Cabozantinib [CAS: 849217-68-1] is a small molecule receptor tyrosine kinase (RTK) inhibitor that can fight cancer. This potent antineoplastic agent treats advanced forms of medullary thyroid cancer and renal cell carcinoma resistant to other treatments. Cabozantinib is a promising therapeutic option for patients with metastatic cancer.

Cabozantinib: Use and Commercial Availability  

Cabozantinib treats advanced cancer like metastatic medullary thyroid cancer and advanced renal cell carcinoma in patients previously undergone antiangiogenic therapy. Additionally, it is approved for use in patients with advanced hepatocellular carcinoma treated with sorafenib. Cabozantinib is available under two brand names: Cabometyx and Cometriq.

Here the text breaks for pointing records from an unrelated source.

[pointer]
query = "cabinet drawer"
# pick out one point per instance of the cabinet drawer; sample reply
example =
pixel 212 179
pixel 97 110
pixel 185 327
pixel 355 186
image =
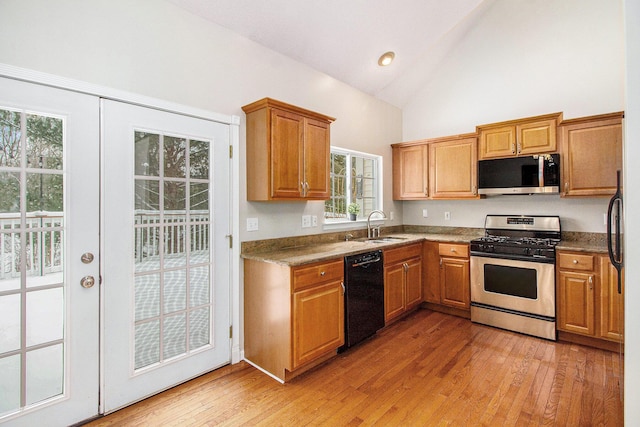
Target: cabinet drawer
pixel 454 250
pixel 576 261
pixel 392 256
pixel 317 273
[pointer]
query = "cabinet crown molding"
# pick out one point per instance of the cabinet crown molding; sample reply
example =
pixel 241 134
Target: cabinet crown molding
pixel 273 103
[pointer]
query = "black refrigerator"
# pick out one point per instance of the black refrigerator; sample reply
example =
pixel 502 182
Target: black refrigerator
pixel 615 225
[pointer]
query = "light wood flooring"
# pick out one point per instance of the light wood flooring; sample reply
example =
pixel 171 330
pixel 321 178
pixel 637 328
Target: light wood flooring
pixel 429 369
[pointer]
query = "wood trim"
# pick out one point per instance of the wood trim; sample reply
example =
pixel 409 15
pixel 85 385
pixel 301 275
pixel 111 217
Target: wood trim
pixel 524 120
pixel 273 103
pixel 619 115
pixel 447 310
pixel 600 343
pixel 436 139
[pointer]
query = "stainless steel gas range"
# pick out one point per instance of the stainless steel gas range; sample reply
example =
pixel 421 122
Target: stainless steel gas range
pixel 513 274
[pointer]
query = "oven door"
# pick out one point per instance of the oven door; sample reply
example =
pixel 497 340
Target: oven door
pixel 521 286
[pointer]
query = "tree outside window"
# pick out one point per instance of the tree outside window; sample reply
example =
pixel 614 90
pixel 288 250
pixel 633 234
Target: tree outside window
pixel 354 178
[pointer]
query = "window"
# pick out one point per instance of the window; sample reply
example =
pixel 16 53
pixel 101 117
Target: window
pixel 354 178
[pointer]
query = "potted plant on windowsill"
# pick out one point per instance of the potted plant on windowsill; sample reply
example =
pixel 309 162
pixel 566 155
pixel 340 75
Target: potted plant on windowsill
pixel 353 210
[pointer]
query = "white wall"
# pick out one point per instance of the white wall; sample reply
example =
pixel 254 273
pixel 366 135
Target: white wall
pixel 523 58
pixel 632 212
pixel 153 48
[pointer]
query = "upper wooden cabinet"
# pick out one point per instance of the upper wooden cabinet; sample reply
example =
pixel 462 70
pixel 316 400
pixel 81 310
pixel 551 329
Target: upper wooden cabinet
pixel 532 135
pixel 410 171
pixel 591 149
pixel 437 168
pixel 288 152
pixel 453 167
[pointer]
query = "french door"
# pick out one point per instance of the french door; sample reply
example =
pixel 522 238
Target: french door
pixel 49 247
pixel 166 254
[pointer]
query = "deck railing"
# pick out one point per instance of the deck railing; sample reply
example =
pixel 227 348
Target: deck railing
pixel 43 239
pixel 176 228
pixel 42 242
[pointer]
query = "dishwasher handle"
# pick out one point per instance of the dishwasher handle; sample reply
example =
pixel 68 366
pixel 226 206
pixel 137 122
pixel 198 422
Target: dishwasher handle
pixel 365 263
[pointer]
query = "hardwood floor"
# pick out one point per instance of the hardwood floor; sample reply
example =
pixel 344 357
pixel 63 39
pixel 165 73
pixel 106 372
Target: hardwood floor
pixel 428 369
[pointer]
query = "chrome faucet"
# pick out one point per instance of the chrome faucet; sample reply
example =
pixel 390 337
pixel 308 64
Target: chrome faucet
pixel 371 232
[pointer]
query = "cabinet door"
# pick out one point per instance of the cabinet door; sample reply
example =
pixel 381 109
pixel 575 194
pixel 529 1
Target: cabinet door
pixel 591 155
pixel 497 142
pixel 575 300
pixel 413 282
pixel 454 282
pixel 611 303
pixel 410 172
pixel 394 291
pixel 431 272
pixel 536 137
pixel 317 158
pixel 286 154
pixel 453 169
pixel 318 322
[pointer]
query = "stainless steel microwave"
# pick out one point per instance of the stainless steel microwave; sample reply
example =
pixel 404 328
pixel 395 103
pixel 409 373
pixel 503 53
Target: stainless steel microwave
pixel 520 175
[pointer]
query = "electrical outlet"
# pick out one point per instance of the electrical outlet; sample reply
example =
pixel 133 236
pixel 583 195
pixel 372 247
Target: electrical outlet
pixel 252 224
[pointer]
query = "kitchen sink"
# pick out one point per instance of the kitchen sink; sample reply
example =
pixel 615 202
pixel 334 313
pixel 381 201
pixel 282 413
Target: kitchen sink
pixel 384 239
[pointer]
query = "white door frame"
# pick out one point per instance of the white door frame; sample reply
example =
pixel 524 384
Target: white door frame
pixel 47 79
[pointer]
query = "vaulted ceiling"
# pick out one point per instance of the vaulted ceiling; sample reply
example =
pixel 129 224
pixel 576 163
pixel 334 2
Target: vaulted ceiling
pixel 345 38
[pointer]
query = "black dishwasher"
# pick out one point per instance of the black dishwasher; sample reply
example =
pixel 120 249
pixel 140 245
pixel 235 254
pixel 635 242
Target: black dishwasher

Cabozantinib Structure and Mechanism of Action

The chemical name of Cabozantinib is N′-[4-[(6,7-Dimethoxy-4-quinolinyl)oxy]phenyl]-N-(4-fluorophenyl)-1,1-cyclopropane dicarboxamide. Its chemical formula is C₂₈H₂₄FN₃O₅, and its molecular weight is approximately 501.5 g/mol.

Cabozantinib inhibits the tyrosine kinase activity of receptor tyrosine kinases. They inhibit tumor growth and lead to tumor regression.

Cabozantinib Impurities and Synthesis

During the manufacturing¹ of Cabozantinib, impurities form that can be unwanted or potentially harmful. It needs control to ensure the safety and efficacy of the final product. Cabozantinib impurities form through several reactions, like oxidation, hydrolysis, and photolysis. Methods such as process optimization, purification, and analytical testing help control and minimize the formation of impurities in Cabozantinib.

Daicel Pharma offers a Certificate of Analysis (CoA) for Cabozantinib impurity standards, such as Cabozantinib monohydroxy sulfate, Cabozantinib N-oxide, Cabozantinib amide cleavage product, CBT Dimer, CBT 2-fluoro, CBT 3-fluoro, and so on, generated from an analytical facility compliant with cGMP standards. The CoA includes a comprehensive characterization report comprising data from techniques like 1H NMR, 13C NMR, IR, MASS, and HPLC purity. Furthermore, on request, we can provide additional data like 13C-DEPT and CHN. Daicel Pharma can synthesize unknown Cabozantinib impurities or degradation products². A complete characterization report accompanies every delivery.